The last file in the root directory, main.tf is our central entrypoint.

module "oai" {
  source = "./modules/oai"
}

module "s3" {
  source           = "./modules/s3"
  page_domain_name = var.page_domain_name
  resource_tags    = var.resource_tags
  oai_iam_arn      = module.oai.iam_arn
}

...

(Rememver that you can find all the files discussed in this series here).

The main.tf calls all our submodules, for example one called “oai” (short for Origin Access Identity) and one for our source S3-Bucket, simply called “s3”. Don’t despair if you don’t know what a “Origin Access Identity” is - we will talk about that later.

Some of you might have noticed that the modules refer to the one folder in our directory structure, modules. Terraform modules are pretty much what you expect - a way to write code that is (in theory) reusable. Every module has input variables and ouputs. And if you look at the directory strucutre in the S3 module, you will see exactly that:

├── modules
...
│   └── s3
│       ├── outputs.tf
│       ├── s3.tf
│       └── variables.tf

We have again a file called variables.tf which serves the same purpose than the top level file with the same name - it contains all the input variables that this module supports. Next to the variables file there is a file s3.tf which contains all the resources that are managed by this module. We will have a deeper look into this file next time. At last there is a file called outputs.tf which contains all the outputs this module provides.
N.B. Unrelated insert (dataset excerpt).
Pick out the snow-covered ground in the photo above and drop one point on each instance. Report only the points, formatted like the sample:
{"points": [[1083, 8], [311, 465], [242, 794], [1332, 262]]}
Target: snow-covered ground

Outputs are a construct that is specific to modules. They do exactly what you would think they do - the allow you to output certain values to be referenced by other code. Looking through our main.tf, you might have noticed the following line in the “cloudfront” module:

module "cloudfront" {
  ...
  bucket_domain_name = module.s3.bucket_domain_name
  ...
}

The “cloudfront” module expects an input variable with the name bucket_domain_name. Since we don’t know the bucket domain name before creating the bucket, we need to reference a value that is usually hidden inside the “s3” module.

# Output definition in ./modules/s3/outputs.tf

output "bucket_domain_name" {
  description = "Regional domain name of this bucket"
  value       = aws_s3_bucket.site_file_bucket.bucket_regional_domain_name
}

But since we defined an output “bucket_domain_name” in the “s3” module, we can just reference it using the module.[NAME_OF_THE_SOURCE_MODULE].[NAME_OF_THE_REFERENCED_OUTPUT] syntax.

In the next part we will have a deeper look into our modules and what actually makes our infrastrukture tick.